To run the examples, you will need to clone this repo, navigate to the
source folder, and then run:

```bash
poetry install --with examples
poetry run python examples/example_adaptive_test.py # or any other example
```

## Interpreting Results

### Theta (θ)

Our adversarial test returns several values; however, you will be interested mainly in `theta`. Theta ($\theta$) is our metric; it measures the ability of the model on a certain dataset, and it can be used as a proxy to approximate the original metric used on that dataset. For example, on an accuracy-based dataset, a high theta correlates with a high accuracy, and low theta correlates with low accuracy.

To interpret a theta score, consider that $\theta=0$ corresponds to a 50% chance for a model to get an answer right - in other words, to an accuracy of 50%.
A negative theta means that the model will give more bad answers then good ones, while a positive theta means that the model will give more good answers then bad answers.
While theta is unbounded in our implementation (i.e. $-\infty < \theta < \infty$), in practice we have that for most cases $\theta$ will take values between -3 and 3.
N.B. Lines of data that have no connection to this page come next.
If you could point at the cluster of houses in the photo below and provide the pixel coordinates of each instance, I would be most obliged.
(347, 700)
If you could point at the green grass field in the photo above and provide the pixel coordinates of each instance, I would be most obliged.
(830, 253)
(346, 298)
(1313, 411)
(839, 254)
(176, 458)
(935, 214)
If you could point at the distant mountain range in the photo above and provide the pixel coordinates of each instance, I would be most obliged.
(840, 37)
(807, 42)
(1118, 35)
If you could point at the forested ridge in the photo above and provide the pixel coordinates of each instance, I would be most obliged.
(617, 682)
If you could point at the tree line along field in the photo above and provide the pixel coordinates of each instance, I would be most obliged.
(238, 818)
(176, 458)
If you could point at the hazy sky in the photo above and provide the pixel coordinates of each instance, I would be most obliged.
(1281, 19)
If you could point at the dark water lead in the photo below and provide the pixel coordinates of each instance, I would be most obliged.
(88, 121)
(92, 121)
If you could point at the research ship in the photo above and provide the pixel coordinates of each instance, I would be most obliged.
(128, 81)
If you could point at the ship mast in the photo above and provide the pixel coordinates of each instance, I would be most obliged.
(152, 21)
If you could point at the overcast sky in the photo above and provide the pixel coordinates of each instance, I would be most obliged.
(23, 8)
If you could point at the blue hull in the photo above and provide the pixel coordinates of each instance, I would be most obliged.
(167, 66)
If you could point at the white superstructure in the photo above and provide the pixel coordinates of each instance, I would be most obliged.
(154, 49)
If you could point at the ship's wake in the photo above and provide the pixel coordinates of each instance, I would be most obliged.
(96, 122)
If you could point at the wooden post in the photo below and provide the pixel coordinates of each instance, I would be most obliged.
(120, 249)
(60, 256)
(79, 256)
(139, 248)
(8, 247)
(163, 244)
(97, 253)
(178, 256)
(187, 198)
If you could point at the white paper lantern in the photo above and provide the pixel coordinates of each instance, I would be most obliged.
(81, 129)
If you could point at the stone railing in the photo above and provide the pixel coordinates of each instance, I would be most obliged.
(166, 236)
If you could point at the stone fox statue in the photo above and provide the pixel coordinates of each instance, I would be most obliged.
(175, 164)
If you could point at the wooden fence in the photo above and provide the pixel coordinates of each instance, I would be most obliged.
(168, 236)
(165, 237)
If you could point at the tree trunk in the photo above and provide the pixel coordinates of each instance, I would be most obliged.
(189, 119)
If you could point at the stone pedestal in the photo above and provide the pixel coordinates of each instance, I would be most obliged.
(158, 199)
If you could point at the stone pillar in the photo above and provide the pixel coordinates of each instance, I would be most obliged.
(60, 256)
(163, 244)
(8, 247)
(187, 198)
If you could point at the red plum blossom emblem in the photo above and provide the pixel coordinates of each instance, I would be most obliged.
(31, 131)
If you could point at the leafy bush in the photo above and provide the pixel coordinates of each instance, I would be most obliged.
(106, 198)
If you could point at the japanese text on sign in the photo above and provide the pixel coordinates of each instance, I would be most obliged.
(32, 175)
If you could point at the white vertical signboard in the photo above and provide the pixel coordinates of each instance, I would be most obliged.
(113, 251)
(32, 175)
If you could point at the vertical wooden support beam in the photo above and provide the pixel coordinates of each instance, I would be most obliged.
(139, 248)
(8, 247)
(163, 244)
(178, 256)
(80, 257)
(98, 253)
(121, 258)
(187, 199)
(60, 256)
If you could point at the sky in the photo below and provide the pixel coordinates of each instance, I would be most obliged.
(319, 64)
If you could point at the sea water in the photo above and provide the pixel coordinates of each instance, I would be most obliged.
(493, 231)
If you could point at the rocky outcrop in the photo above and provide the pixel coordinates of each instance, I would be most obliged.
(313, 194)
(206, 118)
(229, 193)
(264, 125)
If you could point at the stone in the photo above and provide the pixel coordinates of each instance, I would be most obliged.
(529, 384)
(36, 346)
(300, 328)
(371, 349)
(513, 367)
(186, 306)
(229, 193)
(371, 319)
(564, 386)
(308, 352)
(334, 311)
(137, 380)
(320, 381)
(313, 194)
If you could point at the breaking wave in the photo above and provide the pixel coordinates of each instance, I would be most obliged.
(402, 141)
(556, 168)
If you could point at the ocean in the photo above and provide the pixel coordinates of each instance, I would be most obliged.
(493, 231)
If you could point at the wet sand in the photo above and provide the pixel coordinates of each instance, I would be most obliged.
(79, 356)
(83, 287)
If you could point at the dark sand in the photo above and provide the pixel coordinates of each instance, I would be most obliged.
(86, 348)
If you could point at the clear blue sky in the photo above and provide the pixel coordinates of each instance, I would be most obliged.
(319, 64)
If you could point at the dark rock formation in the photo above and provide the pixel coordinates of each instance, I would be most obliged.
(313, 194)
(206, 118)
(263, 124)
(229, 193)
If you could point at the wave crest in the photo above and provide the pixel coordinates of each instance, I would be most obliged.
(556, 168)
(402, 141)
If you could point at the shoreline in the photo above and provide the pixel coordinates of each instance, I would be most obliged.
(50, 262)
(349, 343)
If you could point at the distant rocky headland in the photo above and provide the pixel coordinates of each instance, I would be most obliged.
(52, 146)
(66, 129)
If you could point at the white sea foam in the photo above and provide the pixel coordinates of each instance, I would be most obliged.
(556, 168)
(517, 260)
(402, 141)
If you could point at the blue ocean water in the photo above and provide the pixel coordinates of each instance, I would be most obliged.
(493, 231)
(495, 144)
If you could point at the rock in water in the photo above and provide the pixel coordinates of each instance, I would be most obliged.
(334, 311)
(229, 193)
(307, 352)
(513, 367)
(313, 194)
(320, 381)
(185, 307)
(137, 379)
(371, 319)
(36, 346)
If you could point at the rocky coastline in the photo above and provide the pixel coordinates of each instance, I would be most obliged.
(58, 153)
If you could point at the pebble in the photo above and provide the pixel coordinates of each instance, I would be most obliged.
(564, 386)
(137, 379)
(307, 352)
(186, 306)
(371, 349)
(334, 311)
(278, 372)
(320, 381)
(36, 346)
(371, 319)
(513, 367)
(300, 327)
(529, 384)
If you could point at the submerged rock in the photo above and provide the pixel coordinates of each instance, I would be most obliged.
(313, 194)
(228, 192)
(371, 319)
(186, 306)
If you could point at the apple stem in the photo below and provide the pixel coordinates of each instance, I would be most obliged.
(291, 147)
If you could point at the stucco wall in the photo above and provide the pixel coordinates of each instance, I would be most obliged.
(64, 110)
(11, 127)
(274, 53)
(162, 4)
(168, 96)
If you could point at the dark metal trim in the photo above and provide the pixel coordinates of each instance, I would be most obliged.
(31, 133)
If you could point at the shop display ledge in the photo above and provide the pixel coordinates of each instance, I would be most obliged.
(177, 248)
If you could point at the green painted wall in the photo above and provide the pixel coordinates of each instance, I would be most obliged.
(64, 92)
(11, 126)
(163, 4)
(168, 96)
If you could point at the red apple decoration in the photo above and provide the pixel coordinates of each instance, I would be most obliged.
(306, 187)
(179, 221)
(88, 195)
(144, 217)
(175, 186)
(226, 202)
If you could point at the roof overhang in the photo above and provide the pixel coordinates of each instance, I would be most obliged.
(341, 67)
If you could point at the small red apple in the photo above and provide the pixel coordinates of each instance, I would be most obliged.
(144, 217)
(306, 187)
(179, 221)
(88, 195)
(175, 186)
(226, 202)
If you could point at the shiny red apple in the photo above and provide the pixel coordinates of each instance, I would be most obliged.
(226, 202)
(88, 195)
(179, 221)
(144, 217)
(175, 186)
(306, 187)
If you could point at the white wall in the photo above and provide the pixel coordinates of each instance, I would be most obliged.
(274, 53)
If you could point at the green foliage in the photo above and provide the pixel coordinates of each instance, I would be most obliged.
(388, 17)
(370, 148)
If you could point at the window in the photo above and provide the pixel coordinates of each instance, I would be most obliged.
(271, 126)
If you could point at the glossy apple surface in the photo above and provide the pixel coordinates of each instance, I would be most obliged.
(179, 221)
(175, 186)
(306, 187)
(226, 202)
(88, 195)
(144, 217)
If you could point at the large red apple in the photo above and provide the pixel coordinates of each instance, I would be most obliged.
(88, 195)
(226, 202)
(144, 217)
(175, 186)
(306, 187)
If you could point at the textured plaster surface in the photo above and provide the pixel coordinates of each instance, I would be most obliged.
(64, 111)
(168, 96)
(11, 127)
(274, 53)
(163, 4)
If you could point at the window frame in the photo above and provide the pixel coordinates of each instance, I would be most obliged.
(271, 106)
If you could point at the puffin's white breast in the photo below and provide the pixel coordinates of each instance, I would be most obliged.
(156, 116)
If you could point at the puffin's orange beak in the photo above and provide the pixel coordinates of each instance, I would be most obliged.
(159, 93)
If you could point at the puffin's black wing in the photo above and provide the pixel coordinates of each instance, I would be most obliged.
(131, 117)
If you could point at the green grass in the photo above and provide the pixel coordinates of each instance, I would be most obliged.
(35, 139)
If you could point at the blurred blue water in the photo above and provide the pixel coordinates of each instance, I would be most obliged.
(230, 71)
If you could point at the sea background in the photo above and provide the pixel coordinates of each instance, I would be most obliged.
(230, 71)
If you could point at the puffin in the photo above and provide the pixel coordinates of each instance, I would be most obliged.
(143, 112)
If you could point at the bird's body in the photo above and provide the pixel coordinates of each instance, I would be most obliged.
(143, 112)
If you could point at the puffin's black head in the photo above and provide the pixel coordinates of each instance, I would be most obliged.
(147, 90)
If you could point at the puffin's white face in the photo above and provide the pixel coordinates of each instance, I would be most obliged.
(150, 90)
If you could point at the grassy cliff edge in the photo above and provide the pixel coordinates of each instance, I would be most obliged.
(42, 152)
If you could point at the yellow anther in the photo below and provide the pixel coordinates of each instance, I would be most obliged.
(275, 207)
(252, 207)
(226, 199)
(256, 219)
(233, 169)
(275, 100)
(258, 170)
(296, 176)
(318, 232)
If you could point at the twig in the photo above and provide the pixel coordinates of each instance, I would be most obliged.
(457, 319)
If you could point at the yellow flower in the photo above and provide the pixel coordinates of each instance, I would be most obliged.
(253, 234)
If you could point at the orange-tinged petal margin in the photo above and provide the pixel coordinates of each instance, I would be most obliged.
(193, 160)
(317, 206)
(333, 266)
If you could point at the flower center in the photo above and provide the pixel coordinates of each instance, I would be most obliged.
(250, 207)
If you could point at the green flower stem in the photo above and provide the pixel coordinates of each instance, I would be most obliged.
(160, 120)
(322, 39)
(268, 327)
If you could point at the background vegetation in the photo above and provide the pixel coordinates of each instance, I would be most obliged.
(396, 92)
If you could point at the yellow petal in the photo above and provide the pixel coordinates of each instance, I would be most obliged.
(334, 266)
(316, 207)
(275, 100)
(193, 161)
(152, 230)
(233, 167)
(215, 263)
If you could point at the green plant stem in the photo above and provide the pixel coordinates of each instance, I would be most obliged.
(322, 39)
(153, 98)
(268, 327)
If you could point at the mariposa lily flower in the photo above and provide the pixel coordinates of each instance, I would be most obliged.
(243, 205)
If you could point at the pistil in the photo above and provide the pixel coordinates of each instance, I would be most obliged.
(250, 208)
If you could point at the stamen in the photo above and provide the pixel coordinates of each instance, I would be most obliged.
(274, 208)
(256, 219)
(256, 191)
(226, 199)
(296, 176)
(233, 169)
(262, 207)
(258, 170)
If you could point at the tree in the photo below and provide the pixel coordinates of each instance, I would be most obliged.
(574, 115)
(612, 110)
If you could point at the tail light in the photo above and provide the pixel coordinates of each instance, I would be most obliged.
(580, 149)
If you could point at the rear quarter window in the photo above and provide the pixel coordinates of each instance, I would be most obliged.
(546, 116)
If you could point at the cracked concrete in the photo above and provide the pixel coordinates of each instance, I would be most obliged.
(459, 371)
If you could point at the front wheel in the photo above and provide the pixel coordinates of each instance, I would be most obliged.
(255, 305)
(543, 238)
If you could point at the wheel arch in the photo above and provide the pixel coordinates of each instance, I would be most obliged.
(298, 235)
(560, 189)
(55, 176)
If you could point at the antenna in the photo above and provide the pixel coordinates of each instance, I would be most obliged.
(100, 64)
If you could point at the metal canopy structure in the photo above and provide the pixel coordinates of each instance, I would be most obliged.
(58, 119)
Compared to classical benchmark testing, the estimated accuracy from adaptive testing uses fewer but more informative items while avoiding noise from overly easy or difficult questions. This makes it a more efficient and stable measure, especially on very large datasets.

### Other Metrics

- **Standard Deviation (`std`)**:
  - A measure of the uncertainty or error in the theta estimate
  - A smaller `std` indicates a more precise estimate
  - You should see a `std` around or below 0.25

- **Correct Responses (`responsesCorrect`)**:
  - The number of correct answers delivered by the model

  - **Important note**: A higher number of correct answers does not necessarily
  correlate with a high theta. Our algorithm navigates the dataset to find a
   balance of “hard” and “easy” items for your model, so by the end of the test,
  it encounters a representative mix of inputs it can and cannot handle. In
   practice, expect responsesCorrect to be roughly half of responsesTotal.

- **Total Responses (`responsesTotal`)**:
  - The number of items processed before reaching a stable theta.
  - Expected range: 60 ≤ responses_total ≤ 80

## Contributing

See `CONTRIBUTING.md`.

## License

This library is licensed under the MIT license. See `LICENSE` file.